Vol. 40 (2026): [Re]Claiming Place: Vernacular Practices and Alternative Architectures

					View Vol. 40 (2026): [Re]Claiming Place: Vernacular Practices and Alternative Architectures

Architecture is often understood through the language of permanence, authorship, and formal production. Current narratives tend to privilege traditional forms of practice and established modes of development. Yet beyond these frameworks, architecture continually emerges through acts of adaptation, resistance, negotiation, and care. Spaces are [re]claimed not only through construction, but through memory, occupation, representation, and the day-to-day practices of those who experience and inhabit them.

The 40th issue of Edinburgh Architecture Research [EAR40] explores these conditions through the theme [Re]Claiming Place.
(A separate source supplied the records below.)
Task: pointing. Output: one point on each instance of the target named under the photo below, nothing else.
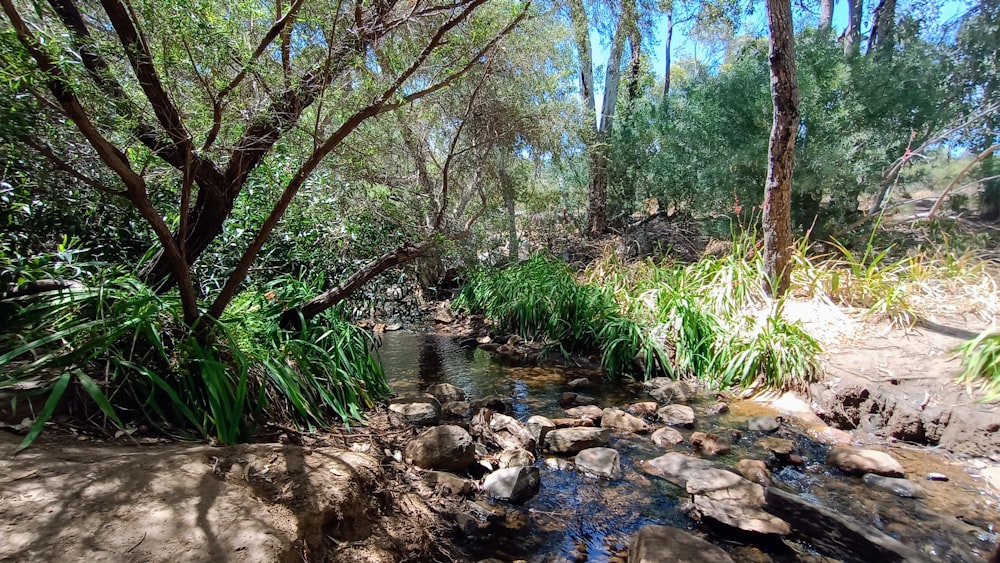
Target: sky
(684, 47)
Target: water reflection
(580, 518)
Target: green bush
(114, 338)
(541, 300)
(981, 365)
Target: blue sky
(684, 47)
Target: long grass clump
(981, 365)
(114, 341)
(705, 316)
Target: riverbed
(577, 517)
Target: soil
(900, 384)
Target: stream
(576, 517)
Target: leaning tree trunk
(597, 191)
(880, 40)
(825, 14)
(666, 54)
(292, 317)
(852, 35)
(781, 149)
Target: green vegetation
(540, 299)
(127, 349)
(981, 365)
(652, 319)
(210, 157)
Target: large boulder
(456, 409)
(754, 470)
(502, 431)
(663, 544)
(667, 436)
(539, 426)
(620, 420)
(899, 487)
(593, 412)
(763, 424)
(728, 498)
(643, 408)
(574, 440)
(447, 483)
(675, 467)
(419, 409)
(495, 404)
(857, 461)
(710, 444)
(442, 447)
(836, 534)
(515, 458)
(446, 392)
(717, 493)
(515, 484)
(677, 415)
(602, 462)
(570, 399)
(670, 391)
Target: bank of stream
(577, 517)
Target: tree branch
(66, 167)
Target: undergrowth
(111, 339)
(981, 365)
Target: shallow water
(580, 518)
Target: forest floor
(885, 382)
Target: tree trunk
(852, 35)
(825, 14)
(883, 27)
(666, 55)
(597, 191)
(581, 33)
(781, 149)
(292, 317)
(513, 244)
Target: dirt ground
(885, 382)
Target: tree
(978, 61)
(208, 106)
(781, 149)
(825, 14)
(852, 35)
(598, 128)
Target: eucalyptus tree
(781, 149)
(183, 100)
(457, 157)
(623, 23)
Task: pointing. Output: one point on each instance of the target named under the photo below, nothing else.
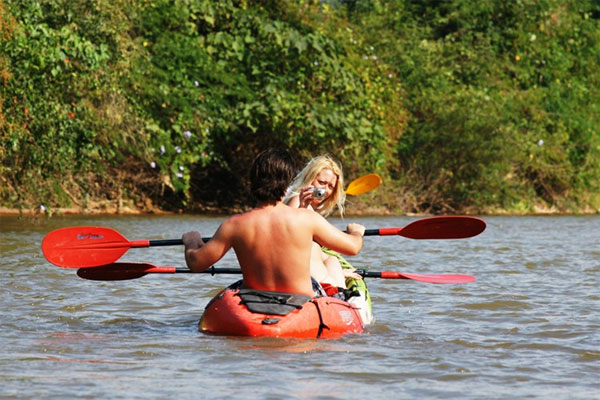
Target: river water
(529, 327)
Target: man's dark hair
(270, 175)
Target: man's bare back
(273, 246)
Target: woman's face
(326, 179)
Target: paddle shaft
(126, 271)
(91, 246)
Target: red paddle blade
(430, 278)
(449, 227)
(122, 271)
(84, 246)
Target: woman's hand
(305, 197)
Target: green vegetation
(462, 106)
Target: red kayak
(249, 312)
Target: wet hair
(270, 175)
(308, 175)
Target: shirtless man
(272, 242)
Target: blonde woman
(320, 187)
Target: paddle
(92, 246)
(125, 271)
(363, 184)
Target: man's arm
(331, 237)
(199, 255)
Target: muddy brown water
(529, 327)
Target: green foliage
(237, 79)
(502, 99)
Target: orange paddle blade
(363, 184)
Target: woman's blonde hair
(309, 173)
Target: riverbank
(355, 210)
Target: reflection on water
(528, 327)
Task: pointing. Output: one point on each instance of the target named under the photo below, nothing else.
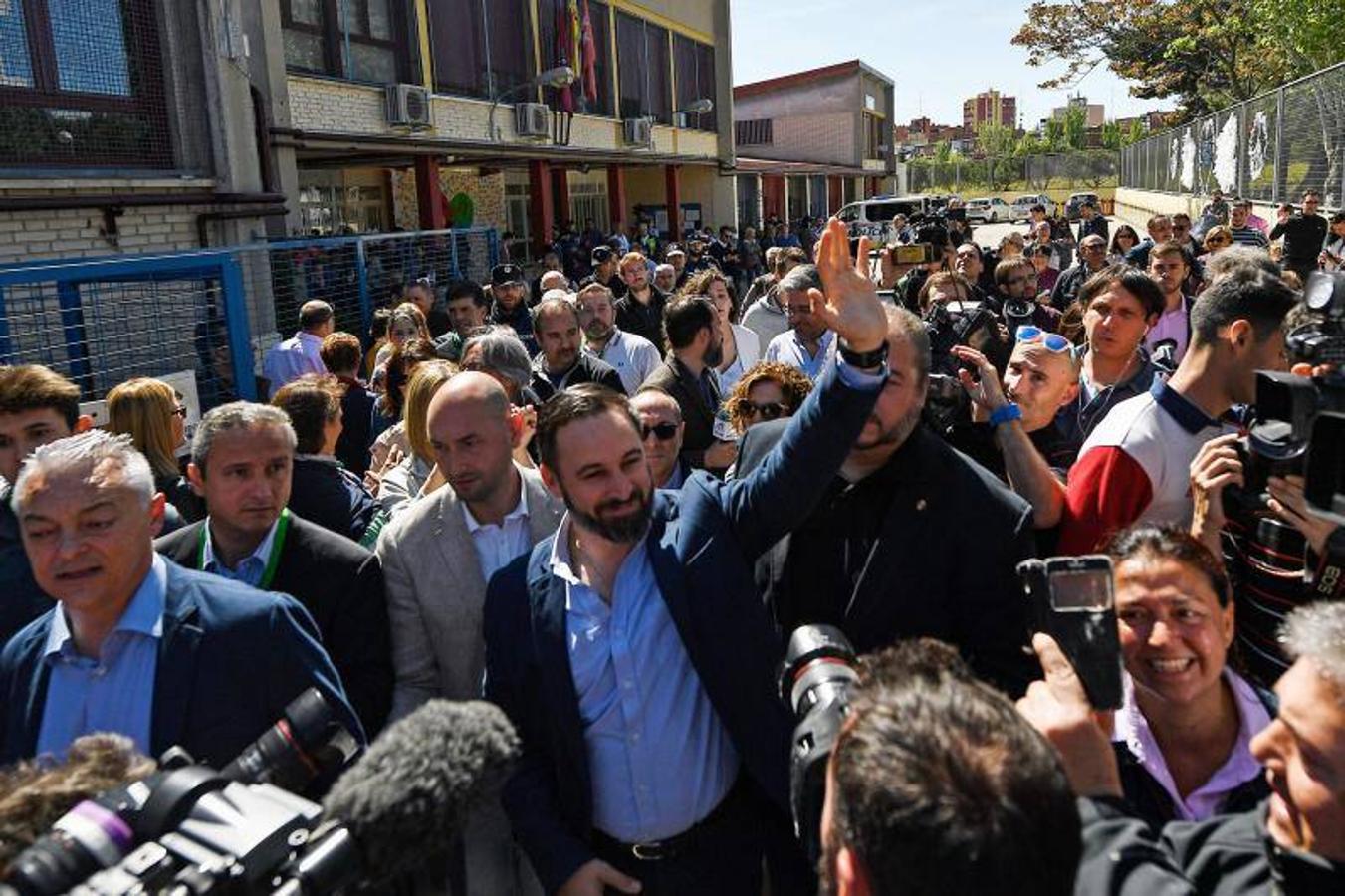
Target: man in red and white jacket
(1135, 463)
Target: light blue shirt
(113, 692)
(249, 569)
(659, 758)
(788, 348)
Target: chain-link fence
(210, 315)
(1270, 148)
(1087, 168)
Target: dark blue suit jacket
(230, 659)
(702, 541)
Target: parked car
(989, 210)
(1022, 206)
(1076, 202)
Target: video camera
(1299, 421)
(815, 678)
(100, 833)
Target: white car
(989, 210)
(1022, 206)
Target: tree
(1203, 53)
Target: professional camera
(1299, 421)
(819, 666)
(99, 833)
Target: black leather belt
(677, 843)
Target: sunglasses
(773, 410)
(1052, 340)
(663, 432)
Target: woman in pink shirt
(1183, 736)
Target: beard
(623, 529)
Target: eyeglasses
(1050, 340)
(773, 410)
(663, 432)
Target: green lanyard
(277, 545)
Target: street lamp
(557, 79)
(696, 108)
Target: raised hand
(849, 301)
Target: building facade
(809, 141)
(989, 107)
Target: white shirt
(498, 545)
(292, 358)
(633, 358)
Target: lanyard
(277, 545)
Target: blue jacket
(702, 543)
(230, 659)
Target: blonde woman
(412, 477)
(152, 413)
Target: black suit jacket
(341, 585)
(677, 381)
(230, 659)
(586, 368)
(701, 544)
(943, 565)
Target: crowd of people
(605, 495)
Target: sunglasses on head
(663, 432)
(773, 410)
(1050, 340)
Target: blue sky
(936, 53)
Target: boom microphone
(410, 792)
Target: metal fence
(213, 313)
(1091, 168)
(1270, 148)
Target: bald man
(302, 352)
(437, 558)
(662, 428)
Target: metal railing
(214, 313)
(1270, 148)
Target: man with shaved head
(439, 556)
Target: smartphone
(1072, 601)
(918, 253)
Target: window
(694, 79)
(752, 132)
(318, 33)
(81, 83)
(642, 56)
(483, 47)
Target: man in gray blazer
(437, 558)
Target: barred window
(755, 132)
(81, 84)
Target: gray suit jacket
(436, 593)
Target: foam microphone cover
(416, 784)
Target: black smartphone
(1072, 601)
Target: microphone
(412, 791)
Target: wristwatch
(864, 359)
(1005, 413)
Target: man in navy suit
(137, 644)
(632, 653)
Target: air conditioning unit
(639, 132)
(408, 107)
(532, 119)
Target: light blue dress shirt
(113, 692)
(788, 348)
(249, 569)
(659, 758)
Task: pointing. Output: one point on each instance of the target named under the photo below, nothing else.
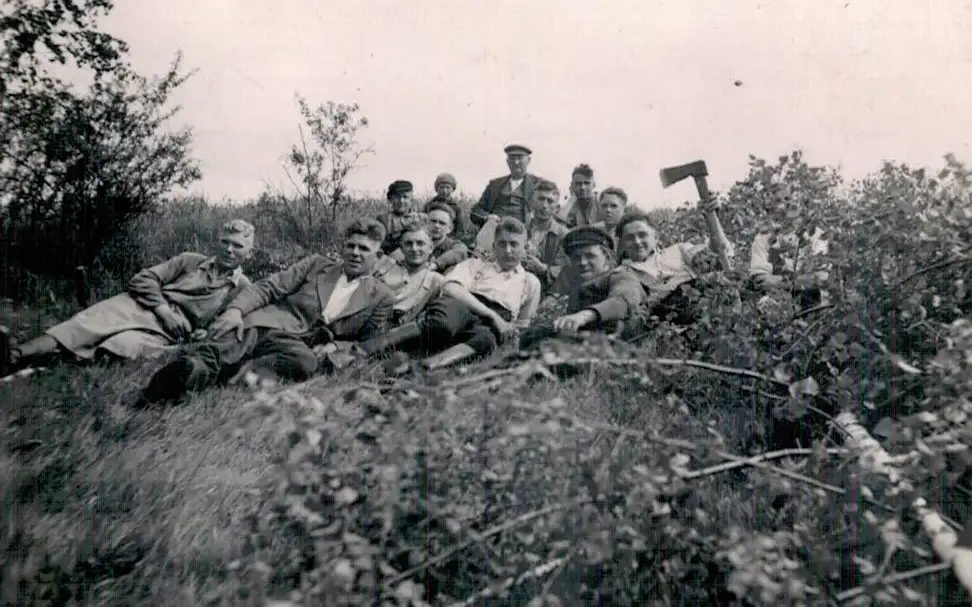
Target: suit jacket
(493, 198)
(293, 300)
(615, 295)
(410, 299)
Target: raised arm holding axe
(707, 204)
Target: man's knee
(483, 340)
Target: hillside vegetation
(595, 473)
The contributions collected here examine how architecture is continually [re]imagined outside conventional systems of production, foregrounding practices that emerge from lived experience, cultural memory, collective action, and political tension, among others. Across diverse contexts, this issue asks what it means to reclaim space in moments of uncertainty and transformation, and how alternative spatial practices challenge inherited assumptions about architecture itself.

Note: We have given particular importance to certain images throughout the issue. In some cases (though not in all articles), images may extend across two pages rather than appearing on a single page. For this reason, we recommend viewing the PDF (if downloaded) using the two-page view feature with the show cover page option enabled, as this will allow you to better appreciate the intended layout and design of the publication. If using the journal's PDF web preview use the even spreads function.